Next time you're fishing your favorite local waterway, enjoying birdsong in a nearby wetland or drinking a glass of clean water, thank the farm bill.
What does an obscure piece of legislation have to do with your sporting and outdoor opportunities or your community's quality of life? Everything.
The farm bill is best known for school lunch programs and helping farmers during drought. But if you fish or hunt, it has almost certainly improved your chances for success by restoring millions of acres of habitat and protecting water quality across America. That's why anyone who fishes, hunts or cares about clean drinking water should contact their members of Congress today and urge them to pass the farm bill this month.
The farm bill's conservation programs help fund innovative, cooperative projects that enhance our streams, wetlands and wildlife habitat while benefiting ag producers' bottom lines. These programs encourage partnerships and collaboration among farmers and ranchers, conservation groups such as Trout Unlimited, and state agencies to restore and enhance our nation's soil and water and also promote best agricultural practices.

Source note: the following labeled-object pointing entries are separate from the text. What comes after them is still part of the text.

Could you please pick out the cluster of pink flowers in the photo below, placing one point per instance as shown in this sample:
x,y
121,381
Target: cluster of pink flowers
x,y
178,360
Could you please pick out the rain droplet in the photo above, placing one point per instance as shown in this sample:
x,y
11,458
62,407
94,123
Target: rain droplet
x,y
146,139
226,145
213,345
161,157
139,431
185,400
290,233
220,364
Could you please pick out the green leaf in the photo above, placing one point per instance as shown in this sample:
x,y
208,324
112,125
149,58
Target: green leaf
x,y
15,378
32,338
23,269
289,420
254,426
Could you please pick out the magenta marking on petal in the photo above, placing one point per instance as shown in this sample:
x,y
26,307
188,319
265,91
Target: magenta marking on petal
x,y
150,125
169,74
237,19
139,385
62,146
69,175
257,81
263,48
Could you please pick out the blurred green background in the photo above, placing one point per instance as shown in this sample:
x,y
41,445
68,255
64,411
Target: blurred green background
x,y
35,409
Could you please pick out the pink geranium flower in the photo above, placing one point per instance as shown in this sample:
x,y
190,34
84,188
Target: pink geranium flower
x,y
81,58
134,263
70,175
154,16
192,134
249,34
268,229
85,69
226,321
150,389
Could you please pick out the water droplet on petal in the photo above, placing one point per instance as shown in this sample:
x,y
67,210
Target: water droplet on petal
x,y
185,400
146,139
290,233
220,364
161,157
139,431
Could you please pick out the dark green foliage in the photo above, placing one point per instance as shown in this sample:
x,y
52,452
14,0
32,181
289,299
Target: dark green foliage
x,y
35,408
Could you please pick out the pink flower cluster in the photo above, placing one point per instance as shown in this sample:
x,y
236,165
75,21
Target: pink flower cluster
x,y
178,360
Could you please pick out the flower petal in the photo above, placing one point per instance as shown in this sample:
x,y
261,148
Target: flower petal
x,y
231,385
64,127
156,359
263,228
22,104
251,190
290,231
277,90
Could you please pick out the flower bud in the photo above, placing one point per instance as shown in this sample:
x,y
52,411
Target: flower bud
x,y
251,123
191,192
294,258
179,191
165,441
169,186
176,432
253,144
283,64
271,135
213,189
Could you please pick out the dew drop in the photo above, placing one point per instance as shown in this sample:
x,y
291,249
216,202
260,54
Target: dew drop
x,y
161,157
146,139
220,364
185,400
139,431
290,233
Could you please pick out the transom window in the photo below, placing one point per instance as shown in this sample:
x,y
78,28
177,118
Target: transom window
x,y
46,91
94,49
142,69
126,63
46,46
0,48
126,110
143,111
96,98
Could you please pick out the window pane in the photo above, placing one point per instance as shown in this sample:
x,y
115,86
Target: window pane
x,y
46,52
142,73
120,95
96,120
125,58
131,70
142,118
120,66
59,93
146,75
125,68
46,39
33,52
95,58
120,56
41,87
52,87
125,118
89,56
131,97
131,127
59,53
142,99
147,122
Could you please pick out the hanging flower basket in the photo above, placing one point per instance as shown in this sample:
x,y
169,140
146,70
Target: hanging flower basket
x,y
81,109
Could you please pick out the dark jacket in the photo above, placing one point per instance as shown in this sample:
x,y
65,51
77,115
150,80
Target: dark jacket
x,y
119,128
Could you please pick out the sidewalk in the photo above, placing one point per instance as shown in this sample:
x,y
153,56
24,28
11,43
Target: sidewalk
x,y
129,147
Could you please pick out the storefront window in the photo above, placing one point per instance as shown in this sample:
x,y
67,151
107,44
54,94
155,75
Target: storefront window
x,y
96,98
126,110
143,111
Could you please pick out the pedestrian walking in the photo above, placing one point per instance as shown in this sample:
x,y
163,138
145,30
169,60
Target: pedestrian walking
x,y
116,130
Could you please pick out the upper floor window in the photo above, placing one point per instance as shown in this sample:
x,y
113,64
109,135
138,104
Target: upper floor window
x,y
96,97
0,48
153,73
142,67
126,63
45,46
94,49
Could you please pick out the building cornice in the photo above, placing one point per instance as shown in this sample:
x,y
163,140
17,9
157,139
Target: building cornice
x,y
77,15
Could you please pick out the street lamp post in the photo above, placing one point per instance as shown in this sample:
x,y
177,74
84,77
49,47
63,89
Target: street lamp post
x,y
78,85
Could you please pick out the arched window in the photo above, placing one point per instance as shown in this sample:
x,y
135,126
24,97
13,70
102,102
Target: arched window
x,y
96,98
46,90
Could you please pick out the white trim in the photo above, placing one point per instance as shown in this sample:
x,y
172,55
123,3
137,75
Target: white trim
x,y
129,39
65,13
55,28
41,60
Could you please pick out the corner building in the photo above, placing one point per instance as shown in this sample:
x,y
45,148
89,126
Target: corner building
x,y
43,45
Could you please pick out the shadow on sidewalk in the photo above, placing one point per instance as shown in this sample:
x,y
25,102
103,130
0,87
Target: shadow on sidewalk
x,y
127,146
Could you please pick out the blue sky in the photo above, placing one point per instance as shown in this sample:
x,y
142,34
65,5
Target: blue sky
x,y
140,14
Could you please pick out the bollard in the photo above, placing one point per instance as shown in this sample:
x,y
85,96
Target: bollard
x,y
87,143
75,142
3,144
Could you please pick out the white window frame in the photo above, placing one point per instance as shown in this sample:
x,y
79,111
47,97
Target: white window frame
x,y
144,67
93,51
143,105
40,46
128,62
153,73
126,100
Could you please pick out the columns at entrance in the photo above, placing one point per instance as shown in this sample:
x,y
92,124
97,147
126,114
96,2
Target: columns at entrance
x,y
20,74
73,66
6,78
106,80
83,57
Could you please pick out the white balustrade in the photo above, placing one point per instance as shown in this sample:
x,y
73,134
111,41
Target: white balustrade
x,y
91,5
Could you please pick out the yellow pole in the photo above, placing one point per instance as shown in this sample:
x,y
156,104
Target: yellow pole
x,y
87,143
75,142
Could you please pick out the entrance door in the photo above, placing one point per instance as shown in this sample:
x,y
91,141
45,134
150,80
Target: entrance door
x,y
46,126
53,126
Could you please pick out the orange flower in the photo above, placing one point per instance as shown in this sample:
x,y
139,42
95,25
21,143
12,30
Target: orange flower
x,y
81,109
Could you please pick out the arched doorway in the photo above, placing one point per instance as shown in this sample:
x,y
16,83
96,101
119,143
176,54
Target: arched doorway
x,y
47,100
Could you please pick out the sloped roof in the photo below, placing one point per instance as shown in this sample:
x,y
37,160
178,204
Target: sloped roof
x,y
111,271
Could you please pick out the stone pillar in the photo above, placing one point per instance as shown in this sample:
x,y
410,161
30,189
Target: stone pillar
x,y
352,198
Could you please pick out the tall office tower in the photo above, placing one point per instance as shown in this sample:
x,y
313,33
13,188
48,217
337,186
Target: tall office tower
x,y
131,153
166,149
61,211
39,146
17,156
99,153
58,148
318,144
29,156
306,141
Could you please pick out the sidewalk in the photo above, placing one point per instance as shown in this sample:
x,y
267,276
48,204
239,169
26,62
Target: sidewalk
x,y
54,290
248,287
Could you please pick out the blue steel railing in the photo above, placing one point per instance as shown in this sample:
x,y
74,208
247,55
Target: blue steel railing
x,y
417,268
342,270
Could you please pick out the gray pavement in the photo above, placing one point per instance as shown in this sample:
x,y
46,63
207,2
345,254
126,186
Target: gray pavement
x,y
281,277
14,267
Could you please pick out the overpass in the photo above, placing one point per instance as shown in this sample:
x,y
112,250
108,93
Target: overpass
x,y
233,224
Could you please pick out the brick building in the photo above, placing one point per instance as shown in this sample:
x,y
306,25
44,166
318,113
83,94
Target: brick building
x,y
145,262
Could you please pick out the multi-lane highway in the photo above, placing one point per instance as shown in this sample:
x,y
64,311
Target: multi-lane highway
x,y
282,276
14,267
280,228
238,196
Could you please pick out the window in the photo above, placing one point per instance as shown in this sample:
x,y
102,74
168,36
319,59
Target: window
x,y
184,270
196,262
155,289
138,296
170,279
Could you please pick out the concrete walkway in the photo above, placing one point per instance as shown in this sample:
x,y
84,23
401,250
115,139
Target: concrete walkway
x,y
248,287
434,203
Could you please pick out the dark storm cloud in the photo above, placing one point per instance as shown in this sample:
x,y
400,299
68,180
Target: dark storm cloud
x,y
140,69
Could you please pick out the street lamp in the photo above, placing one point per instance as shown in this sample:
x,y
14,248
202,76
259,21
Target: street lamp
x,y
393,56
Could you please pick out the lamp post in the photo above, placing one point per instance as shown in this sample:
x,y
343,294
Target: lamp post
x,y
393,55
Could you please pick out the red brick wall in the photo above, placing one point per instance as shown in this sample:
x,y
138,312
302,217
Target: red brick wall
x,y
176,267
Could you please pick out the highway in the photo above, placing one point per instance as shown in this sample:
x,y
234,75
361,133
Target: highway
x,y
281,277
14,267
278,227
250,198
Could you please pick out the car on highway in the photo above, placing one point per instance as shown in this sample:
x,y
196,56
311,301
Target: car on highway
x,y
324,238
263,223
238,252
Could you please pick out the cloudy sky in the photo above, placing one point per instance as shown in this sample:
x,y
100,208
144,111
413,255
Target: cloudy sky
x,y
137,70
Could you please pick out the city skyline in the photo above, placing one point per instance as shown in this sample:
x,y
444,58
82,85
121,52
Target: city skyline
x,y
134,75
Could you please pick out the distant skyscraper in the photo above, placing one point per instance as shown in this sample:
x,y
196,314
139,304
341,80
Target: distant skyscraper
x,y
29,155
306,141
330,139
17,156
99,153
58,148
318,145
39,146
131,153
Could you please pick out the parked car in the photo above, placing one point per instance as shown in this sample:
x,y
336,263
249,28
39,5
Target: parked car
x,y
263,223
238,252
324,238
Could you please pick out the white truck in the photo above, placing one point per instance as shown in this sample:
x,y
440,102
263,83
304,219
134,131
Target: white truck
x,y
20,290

For example, with farm bill help, Utah rancher Dave Bess replaced the old irrigation system on his land with new efficient sprinklers, cutting his water use in half while boosting healthy stream flows for native cutthroat trout in the Little Bear River. Trout Unlimited worked with farmers in the Driftless Area of Iowa, Wisconsin and Minnesota on riparian planting projects that keep sediment and nutrients out of streams in order to improve water quality and fishing in downstream rivers in the upper Mississippi basin.
Repeat these stories hundreds of times — across millions of acres and thousands of streams and watersheds — and you get some idea of the impact of farm bill conservation programs.
Today, we need these programs more than ever to upgrade our nation's aging dams and leaky irrigation infrastructure, which often damage watershed health, degrade aquatic habitat and impact our fishing. In these tough economic times, these projects create high-paying jobs and help support the nation's multibillion dollar recreation economy as well as rural communities.
Unfortunately, these great conservation advances are in danger of being lost. The leadership of the House of Representatives has failed to make this crucial legislation a priority. Without immediate action, the farm bill will expire on Sept. 30.
Yes, this is an election year, but that's no excuse for the House to let hundreds of worthy projects and billions of dollars' worth of economic activity literally wither on the vine. These programs work — for ranchers and farmers, for rural communities, for anglers and hunters, for all Americans who care about reviving our economy and keeping our lakes, wetlands and rivers and streams healthy.
Wood is president and CEO of Trout Unlimited, a cold-water conservation organization.